F.softmax output is NaN, resolved using Temperature

Part 1 (2020)
1

Hi there,
I’m trying to implement a NN for the complete MNIST set as suggested at the end for chapter 4.

I’ve almost done, but I’ve a problem with the last layer of the model, the F.softmax method.
Sometimes the output tensor from softmax contains NaN (not a number), while debugging I’ve seen that the input tensor for the softmax contains very large values, and the exponential inside the softmax transform those values to Infinite, and the final resulting value is NaN

For example, first epoch, first line of input tensor for softmax

tensor([[1.1537e-10, 3.7890e-33, 1.0000e+00, …, 6.8583e-22, 1.9325e-11,
2.3996e-06], etc.], grad_fn=)

the output is

tensor([[nan, nan, nan, …, nan, nan, nan], etc.])

I’ve resolved by writing my own softmax implementation:

def softmax(preds):
  temperature = 90
  ex = torch.exp(preds/temperature)
  return ex / torch.sum(ex, axis=0)

The key point I think is the temperature, I’ve set it to 90 because I’ve seen that the highest value in preds is 90 more or less, i think it acts like, i don’t know, it smooths the input preds… :man_shrugging:

BUT WHY I had to write my own softmax and F.softmax didn’t work for me?

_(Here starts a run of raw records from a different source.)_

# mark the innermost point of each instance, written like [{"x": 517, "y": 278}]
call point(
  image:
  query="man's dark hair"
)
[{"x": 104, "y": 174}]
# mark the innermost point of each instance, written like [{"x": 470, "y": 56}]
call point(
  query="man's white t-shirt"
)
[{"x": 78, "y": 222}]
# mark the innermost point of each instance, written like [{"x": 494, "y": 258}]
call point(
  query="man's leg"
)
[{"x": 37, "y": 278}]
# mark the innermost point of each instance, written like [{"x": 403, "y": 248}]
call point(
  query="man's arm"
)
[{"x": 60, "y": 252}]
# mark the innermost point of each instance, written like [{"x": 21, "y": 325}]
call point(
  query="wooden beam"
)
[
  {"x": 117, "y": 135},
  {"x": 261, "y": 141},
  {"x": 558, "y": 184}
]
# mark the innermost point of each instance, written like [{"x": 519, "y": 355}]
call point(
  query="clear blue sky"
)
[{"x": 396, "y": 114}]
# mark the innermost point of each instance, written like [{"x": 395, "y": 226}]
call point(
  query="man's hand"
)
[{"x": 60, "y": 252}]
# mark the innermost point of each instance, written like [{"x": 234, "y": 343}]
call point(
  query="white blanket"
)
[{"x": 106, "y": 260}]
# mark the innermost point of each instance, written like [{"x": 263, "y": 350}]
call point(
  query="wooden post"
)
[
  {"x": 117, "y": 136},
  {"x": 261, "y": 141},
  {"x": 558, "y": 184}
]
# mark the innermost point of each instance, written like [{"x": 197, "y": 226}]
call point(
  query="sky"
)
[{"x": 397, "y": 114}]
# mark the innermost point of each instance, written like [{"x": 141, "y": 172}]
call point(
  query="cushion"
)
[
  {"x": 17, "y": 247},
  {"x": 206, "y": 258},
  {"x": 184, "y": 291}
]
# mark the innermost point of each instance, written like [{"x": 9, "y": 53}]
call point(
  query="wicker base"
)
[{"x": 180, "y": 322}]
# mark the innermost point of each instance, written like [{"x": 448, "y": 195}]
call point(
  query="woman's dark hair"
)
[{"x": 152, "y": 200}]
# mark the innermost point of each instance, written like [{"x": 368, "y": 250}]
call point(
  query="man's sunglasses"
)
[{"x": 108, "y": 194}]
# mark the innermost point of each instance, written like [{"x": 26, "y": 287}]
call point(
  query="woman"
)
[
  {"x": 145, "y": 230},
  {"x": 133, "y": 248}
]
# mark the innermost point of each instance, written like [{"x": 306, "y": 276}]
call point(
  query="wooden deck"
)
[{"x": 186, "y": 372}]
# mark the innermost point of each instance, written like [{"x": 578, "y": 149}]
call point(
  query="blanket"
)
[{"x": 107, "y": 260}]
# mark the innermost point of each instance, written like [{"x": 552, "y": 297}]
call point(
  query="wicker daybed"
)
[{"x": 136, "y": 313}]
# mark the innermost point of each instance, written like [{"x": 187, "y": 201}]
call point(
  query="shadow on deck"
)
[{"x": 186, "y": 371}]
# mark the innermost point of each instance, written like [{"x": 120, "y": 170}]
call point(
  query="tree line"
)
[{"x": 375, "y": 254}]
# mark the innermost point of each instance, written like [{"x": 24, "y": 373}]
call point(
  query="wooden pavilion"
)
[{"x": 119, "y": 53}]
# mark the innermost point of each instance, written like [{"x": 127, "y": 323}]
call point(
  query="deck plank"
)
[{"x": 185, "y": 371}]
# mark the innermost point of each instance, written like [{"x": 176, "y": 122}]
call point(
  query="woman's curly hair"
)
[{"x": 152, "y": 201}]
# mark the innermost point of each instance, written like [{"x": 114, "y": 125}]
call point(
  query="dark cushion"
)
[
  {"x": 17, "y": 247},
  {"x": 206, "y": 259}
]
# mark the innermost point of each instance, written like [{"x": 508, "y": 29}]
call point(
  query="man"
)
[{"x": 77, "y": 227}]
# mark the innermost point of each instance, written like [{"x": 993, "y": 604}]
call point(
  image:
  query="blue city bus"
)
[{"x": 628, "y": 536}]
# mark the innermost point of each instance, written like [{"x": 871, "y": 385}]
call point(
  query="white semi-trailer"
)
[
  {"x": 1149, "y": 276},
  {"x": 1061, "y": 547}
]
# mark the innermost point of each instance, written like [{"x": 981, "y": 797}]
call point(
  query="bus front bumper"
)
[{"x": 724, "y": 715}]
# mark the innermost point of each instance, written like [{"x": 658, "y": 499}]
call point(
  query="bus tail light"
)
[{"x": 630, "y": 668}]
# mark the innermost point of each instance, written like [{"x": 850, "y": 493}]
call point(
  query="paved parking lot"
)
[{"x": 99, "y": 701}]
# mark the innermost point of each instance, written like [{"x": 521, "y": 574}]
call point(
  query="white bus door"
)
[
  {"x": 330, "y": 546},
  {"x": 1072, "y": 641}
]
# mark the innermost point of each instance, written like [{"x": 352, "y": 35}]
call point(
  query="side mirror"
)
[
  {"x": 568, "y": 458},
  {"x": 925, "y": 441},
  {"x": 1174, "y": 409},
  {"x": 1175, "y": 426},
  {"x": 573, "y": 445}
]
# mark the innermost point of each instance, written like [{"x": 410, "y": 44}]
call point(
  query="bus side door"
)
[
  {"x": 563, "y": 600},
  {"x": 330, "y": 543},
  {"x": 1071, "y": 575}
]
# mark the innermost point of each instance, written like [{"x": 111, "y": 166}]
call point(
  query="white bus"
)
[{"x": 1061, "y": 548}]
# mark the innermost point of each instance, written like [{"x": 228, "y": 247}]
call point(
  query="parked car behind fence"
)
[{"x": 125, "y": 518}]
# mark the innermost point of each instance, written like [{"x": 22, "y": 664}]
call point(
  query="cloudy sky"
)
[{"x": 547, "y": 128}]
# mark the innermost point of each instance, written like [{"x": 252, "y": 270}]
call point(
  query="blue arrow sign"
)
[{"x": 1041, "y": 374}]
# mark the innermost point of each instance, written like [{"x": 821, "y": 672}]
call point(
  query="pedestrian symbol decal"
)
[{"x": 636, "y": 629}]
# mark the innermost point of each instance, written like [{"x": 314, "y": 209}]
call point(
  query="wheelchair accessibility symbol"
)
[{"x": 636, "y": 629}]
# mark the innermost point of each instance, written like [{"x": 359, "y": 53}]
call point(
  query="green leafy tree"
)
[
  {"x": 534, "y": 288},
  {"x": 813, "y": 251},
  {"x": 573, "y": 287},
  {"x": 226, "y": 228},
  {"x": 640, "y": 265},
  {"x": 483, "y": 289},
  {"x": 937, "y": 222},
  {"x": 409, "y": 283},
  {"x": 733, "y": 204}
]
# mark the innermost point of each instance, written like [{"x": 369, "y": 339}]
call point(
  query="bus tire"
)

The accuracy using F.softmax
0.0997
0.0997
0.0997
0.0997

0.0097

The accuracy using my own softmax

0.2326
0.3363
0.4134
0.4734

0.7333
0.7431
0.7548

2

This is called the log-sum trick, and this is one of the reasons why we compute the CrossEntropy with the activation at the same time. (cross entropy with logits).
Would you mind sharing the network you are using.
Probably it is missing some normalization.

3

thanks @tcapelle
the model is very simple

def model(x):
  res = x@w1 + b1
  res = res.max(tensor(0.0)) # ReLU
  res = res@w2 + b2
  res = softmax(res) # MY SOFTMAX MY SOFTMAX MY SOFTMAX
  return res

def softmax(preds):
  temperature = 90
  ex = torch.exp(preds/temperature)
  return ex / torch.sum(ex, axis=0)
4

And you train this with wich loss func?
You can remove the softmax from your func and use CrossEntropy directly (it contains the logits)

5

To learn better the training process I tried to wrote the cross-entropy loss function:

def loss_func(pred, y):
  global num_classes
  target = torch.nn.functional.one_hot(y, num_classes)
  return -torch.sum(target * torch.log(pred))

@tcapelle however the NaN issue occurs even at the first epoch, before the first loss evaluation.